Databases 23 min read

Choosing Between NewSQL Databases and Middleware‑Based Sharding: Advantages, Trade‑offs and Practical Guidance

The article objectively compares NewSQL distributed databases with middleware‑plus‑sharding solutions, covering architectural differences, distributed transaction handling, high‑availability, scaling, SQL support, storage engines, maturity, and provides a decision‑making checklist to help engineers select the most suitable approach for their workloads.

Top Architect

Mar 13, 2025

Choosing Between NewSQL Databases and Middleware‑Based Sharding: Advantages, Trade‑offs and Practical Guidance

Recently, while exchanging ideas with peers, I am often asked how to choose between sharding‑plus‑middleware and NewSQL distributed databases. Many online articles are either overly promotional or overly critical, so this piece aims to present an objective, neutral comparison of the two paradigms.
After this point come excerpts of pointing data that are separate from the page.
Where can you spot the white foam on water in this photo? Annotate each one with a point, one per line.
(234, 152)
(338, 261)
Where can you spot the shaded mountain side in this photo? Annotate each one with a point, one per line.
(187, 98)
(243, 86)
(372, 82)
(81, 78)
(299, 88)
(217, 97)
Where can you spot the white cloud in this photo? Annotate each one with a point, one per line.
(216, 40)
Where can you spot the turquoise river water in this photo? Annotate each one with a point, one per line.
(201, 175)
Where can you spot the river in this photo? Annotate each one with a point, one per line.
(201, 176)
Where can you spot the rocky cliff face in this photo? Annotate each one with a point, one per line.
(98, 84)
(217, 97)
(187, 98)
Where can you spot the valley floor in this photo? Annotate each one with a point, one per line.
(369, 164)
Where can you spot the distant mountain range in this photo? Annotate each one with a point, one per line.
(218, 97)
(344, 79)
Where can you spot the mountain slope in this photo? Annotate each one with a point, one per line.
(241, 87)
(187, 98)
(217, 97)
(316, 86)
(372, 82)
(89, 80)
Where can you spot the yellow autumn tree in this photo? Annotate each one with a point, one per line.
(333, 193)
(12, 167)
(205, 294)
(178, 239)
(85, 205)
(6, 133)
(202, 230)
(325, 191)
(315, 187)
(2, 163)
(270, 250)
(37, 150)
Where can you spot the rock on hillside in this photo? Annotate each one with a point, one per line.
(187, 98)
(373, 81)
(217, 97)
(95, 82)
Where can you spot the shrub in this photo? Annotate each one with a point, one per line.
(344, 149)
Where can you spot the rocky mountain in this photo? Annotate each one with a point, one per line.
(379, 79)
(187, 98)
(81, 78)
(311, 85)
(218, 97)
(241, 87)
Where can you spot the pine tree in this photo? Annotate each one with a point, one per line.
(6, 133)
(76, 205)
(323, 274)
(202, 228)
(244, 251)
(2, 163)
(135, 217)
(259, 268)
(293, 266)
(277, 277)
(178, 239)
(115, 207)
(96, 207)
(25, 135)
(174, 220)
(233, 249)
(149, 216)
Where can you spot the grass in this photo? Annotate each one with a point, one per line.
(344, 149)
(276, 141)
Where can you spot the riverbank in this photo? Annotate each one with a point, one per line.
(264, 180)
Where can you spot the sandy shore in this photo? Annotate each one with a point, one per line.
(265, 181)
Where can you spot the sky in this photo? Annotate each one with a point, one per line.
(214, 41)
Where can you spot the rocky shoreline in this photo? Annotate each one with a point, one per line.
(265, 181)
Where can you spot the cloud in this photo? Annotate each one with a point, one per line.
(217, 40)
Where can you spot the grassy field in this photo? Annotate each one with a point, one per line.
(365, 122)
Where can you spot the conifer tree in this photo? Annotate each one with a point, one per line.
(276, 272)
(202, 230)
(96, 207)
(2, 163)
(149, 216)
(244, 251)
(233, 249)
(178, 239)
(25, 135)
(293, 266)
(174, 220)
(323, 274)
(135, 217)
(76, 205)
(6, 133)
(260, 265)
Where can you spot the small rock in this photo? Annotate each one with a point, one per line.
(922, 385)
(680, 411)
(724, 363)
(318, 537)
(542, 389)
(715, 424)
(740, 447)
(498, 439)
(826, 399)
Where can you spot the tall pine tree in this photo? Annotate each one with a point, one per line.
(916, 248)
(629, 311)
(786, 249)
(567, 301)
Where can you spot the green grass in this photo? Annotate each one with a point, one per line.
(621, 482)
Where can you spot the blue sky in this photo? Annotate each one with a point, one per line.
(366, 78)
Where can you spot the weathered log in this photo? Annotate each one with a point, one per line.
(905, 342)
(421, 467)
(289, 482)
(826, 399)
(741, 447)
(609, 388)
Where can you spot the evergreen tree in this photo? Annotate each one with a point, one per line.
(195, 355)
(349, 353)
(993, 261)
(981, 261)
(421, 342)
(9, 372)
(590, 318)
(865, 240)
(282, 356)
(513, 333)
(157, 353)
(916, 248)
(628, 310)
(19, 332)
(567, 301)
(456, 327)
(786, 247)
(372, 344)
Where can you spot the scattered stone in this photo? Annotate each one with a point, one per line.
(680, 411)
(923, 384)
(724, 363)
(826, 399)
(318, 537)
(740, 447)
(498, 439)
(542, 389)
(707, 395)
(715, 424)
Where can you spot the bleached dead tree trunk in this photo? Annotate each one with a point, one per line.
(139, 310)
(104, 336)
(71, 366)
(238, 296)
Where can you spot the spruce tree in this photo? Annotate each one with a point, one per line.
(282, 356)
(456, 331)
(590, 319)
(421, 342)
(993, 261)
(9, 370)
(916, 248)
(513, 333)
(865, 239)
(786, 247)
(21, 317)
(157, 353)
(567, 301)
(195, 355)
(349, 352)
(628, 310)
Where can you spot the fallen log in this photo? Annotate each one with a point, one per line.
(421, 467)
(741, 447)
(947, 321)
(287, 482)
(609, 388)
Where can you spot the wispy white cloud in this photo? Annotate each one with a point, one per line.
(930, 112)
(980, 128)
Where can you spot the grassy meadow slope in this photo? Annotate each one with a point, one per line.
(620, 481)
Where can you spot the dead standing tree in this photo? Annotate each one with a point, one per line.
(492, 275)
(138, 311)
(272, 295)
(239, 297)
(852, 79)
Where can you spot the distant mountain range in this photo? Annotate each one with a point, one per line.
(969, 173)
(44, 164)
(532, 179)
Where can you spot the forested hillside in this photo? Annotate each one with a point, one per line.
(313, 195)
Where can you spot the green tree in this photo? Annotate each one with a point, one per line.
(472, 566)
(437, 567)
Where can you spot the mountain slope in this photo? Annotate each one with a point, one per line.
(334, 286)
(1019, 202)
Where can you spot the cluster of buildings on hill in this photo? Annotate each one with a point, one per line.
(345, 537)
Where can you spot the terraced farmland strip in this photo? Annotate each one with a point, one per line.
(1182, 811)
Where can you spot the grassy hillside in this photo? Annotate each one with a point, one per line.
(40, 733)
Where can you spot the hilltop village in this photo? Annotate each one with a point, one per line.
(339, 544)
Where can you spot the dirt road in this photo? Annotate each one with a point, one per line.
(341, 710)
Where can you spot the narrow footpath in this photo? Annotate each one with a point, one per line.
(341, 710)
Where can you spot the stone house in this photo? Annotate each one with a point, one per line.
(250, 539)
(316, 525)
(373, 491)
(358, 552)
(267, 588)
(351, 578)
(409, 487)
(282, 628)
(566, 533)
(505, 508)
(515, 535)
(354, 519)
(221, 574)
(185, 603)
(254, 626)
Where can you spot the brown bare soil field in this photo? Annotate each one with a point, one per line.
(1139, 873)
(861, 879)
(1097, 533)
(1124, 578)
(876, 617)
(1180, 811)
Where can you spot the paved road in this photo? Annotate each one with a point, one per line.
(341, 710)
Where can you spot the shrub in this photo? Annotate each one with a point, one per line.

This article compares the key characteristics and implementation principles of the two models to clarify their real strengths, weaknesses, and suitable scenarios.

What Makes NewSQL Databases Advanced?

First, regarding whether “middleware + relational DB sharding” counts as NewSQL, a SIGMOD paper (pavlo‑newsql‑sigmodrec) classifies Spanner, TiDB, and OceanBase as the first generation of NewSQL architectures. Middleware solutions such as Sharding‑Sphere, Mycat, and DRDS are considered the second generation, while cloud‑native databases form a third generation (not covered here).

Even though the storage is distributed, the middleware‑based approach still performs SQL parsing and plan generation both in the middleware and the underlying DB, which leads to duplicated work.

Is it a “pseudo” distributed database?

From an architectural standpoint, the answer is partly yes. The middleware layer repeats SQL parsing, execution‑plan generation, and uses traditional B+Tree storage engines, which are less efficient than the native designs of NewSQL systems.

Below is a simple architecture comparison diagram:

Traditional databases are disk‑oriented; NewSQL databases are memory‑oriented and make more efficient use of resources.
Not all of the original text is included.